QUABBALA can advise on your company’s current financial position and ensure you remain compliant with insolvency regulations, thus avoiding you unwanted situations.
We can also provide full advice on all your options for recovery or restructure, negotiate with HMRC and your creditors on your behalf with a view to rescuing the business or guide you to arrange a creditors’ voluntary arrangement.
What situations do require an Insolvency Practitioner?
The following situations require an insolvency practitioner in the UK:
- Administrative receiverships
- Company voluntary arrangements
- Compulsory liquidations
- Creditors’ voluntary liquidations
- Deeds of arrangements
- Individual voluntary arrangements
- Members’ voluntary liquidations
How is an Insolvency Practitioner appointed?
Generally, there are three options an IP appointed depending on the insolvency procedure set:
By the creditors during the creditor’s meeting
A creditors’ meeting is a mandatory meeting which requires the debtor in a bankruptcy proceeding to answer questions about their financial affairs. This meeting takes place during several insolvency procedures (such as Individual Voluntary Arrangements, compulsory liquidations or company administrations) and it is when the IP is appointed, if needed.

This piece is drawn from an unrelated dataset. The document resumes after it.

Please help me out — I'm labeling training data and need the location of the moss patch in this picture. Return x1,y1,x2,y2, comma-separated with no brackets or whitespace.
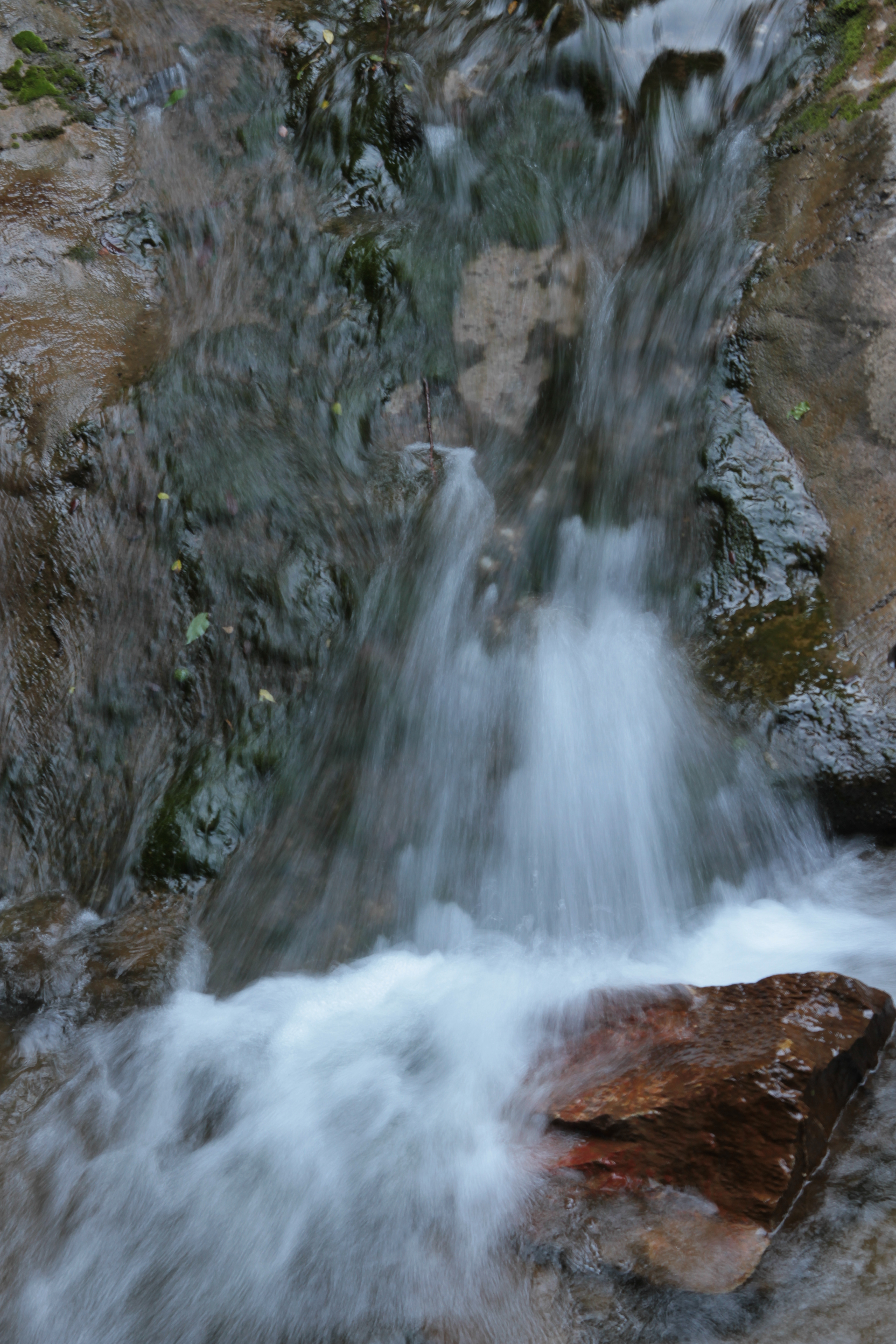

Many people believe that the time to call to Insolvency Practitioners (IPs) is when the company has actually become insolvent, but this is not entirely true. An insolvency practitioner might already be involved with a debtor company on an advisory basis. In these cases, the creditors vote during the meeting whether the existing IP is retained or whether they choose to appoint someone else.
By the Courts
When a winding-up order is granted by the courts, the official receiver automatically becomes the office-holder. Incidentally, the courts can also become involved in office-holder appointments in other circumstances. For example, when more than one insolvency practitioner has been nominated at the meeting of creditors, or a creditor has applied to the court for a different IP to be appointed than the majority nomination.
By the Secretary of State
Where the official receiver believes the skills of a specific insolvency practitioner are required to administer the insolvency – or the majority of creditors requests it, they should seek a Secretary of State appointment.
The official receiver should generally seek to appoint the insolvency practitioner who is next on their office/command rota. Each office holds its own rota. For debtor application (Adjudicator) cases the rota for the office nearest the debtor’s residential address should be used. The local office rota is maintained by the Senior Coordinator who should be contacted for details of the next IP on the rota. The official receiver should obtain the insolvency practitioner’s consent to act together with the agreement of the majority of creditor, if required.
Sometimes an insolvency practitioner who is connected to the case might be appointed: liquidator of a connected company, the trustee in bankruptcy for a spouse/partner or a business partner.